Intent handler maps the number of features or interactions a skill offers. A Skill service can have many Intent Handlers, each reacting to different intents triggered by different spoken words which we developers specify.
Skill Interface:
The skill interface configuration is the second part of creating a skill, where we specify the words that would trigger intents of skill service defined above.
The Skill interface is what is responsible for processing users' spoken words. It handles the translation between audio from the user to events the skill service can handle. It sends events so the skill service can do its work. Skill Interface is also where we specify what a skill is called. So user can invoke it by name when talking to a Alexa enabled device,
ex. “Alexa, ask Greeter to say Hello“
It's the name users would address a skill. This is called the skill invocation name. For example, we are naming our skill as Greeter.
Within the Skill Interface, we define the skills interaction model. Interaction model is what trains the skill interface so that it knows how to listen to the user's spoken words. It resolves the spoken words into specific intent events. You define the words that should map to particular intent names in the interaction model by providing a list of sample utterances. A sample utterance is a string that represents a possible way a user may talk to the skill. These utterances are used to generate a natural language understanding model. This resolves users' voice to our skills' intents.
We also declare an Intent Schema on the interaction model. The intent schema tells the skill interface, what intents the skill service implements. Once we provide the sample utterances, the skill interface can resolve the user’s spoken words to the specific events the skill service can handle. An example is the “Hello World” Intent event in the skill we are going to build.
We will provide both the sample utterances and the intent schema in the alexa skill interface. When defining the sample utterances, consider the variety of ways the user might try to ask for an intent. A user might say, “Alexa, ask Greeter to say Hello”, or the user might also say “Alexa, ask Greeter to say Hi”, providing a comprehensive list of sample utterances to the interaction model. It’s important for making the user experience smoother by making the chances of a match.
After having set up the skill interface with sample utterances to recognize voice patterns to match our skill services intents, the fourth journey of the request, between skill interface and skill service can take place.
User Interaction Flow (source: https://developer.amazon.com/public/solutions/alexa/alexa-skills-kit/overviews/understanding-custom-skills)
Here is how user’s spoken words are processed by the Greeter Skill.

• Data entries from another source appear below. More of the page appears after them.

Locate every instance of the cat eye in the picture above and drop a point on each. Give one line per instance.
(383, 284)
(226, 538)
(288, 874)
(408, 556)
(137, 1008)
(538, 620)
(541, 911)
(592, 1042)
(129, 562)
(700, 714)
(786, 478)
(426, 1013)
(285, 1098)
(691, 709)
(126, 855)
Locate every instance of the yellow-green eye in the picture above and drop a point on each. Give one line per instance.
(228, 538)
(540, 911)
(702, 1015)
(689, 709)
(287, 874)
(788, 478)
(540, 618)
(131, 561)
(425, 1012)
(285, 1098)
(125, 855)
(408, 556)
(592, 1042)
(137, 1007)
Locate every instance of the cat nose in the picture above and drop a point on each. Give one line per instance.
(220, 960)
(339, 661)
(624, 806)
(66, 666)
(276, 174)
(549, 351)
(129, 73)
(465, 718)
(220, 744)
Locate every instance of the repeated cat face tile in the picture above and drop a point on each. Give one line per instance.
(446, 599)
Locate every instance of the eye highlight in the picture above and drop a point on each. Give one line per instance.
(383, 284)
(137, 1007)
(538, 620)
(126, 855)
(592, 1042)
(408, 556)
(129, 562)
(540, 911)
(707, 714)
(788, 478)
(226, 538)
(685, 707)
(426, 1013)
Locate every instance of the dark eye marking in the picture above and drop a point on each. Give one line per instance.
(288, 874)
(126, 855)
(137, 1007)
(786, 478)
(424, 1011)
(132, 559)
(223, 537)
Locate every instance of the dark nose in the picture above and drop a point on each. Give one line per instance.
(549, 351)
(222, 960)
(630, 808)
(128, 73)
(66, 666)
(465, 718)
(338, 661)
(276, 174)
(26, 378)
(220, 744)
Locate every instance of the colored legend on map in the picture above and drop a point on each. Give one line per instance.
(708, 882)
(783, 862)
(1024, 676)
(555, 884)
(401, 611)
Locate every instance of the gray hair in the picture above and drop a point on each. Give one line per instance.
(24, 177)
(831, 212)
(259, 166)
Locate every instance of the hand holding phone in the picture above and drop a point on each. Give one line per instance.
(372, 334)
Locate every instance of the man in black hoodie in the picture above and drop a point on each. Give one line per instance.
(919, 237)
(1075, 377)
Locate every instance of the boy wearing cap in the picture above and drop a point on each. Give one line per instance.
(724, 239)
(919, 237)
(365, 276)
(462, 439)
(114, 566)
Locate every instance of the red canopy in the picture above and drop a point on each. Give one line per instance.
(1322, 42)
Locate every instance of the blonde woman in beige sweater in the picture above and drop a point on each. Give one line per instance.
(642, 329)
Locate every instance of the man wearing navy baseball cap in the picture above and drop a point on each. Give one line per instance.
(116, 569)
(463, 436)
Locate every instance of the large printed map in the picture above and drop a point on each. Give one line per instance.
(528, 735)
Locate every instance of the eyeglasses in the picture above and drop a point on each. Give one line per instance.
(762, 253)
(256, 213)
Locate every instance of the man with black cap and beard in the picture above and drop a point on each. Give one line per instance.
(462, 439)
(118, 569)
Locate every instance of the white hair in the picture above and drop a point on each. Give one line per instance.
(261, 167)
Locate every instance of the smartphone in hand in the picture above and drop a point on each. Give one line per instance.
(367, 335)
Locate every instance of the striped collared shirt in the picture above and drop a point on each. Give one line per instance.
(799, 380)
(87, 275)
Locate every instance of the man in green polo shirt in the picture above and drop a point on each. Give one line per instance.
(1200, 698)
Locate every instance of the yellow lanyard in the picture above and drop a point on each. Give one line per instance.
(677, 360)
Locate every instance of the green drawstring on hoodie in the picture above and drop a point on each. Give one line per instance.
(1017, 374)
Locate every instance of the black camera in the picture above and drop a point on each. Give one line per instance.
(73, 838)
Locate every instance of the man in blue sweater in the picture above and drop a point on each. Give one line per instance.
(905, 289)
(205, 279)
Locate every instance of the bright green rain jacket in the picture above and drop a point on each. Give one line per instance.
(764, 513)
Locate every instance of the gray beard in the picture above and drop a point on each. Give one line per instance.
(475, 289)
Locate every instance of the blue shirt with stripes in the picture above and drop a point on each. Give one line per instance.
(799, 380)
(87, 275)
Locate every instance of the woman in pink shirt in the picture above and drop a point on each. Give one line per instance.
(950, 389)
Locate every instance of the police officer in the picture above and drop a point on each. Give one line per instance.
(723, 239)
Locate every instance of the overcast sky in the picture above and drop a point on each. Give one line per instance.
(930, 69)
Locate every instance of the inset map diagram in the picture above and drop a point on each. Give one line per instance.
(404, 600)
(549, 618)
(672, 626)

The user says, “Alexa, ask the user to say Hello”, the skill interface resolves the audio to an intent event because we can figure out the interaction model. We set up an invocation name
as Greeter and we provide the interaction model with sample utterances in the skill interface. The sample utterances list include “Say Hello”.
So the skill interface was able to match the user’s spoken words to the intent name.Now that the event is recognized by the skill interface it is sent to skill service, the matching intent handler is triggered. The intent handler returns an output speech response of “Hello” to the skill interface which is then sent to the Alexa device. Finally the device speaks the response.
source: https://github.com/bignerdranch/developing-alexa-skills-solutions/blob/master/coursebook/haIntro_Chapter.pdf
Summary:
An alexa skill is made up of Skill Interface and a Skill Service. The skill interface configuration defines how users' verbal commands are resolved to events which are then routed to the skill service. This way one can create an Alexa Skill, with an alexa skill you will write a skill service, configure a skill interface and test and deploy skill.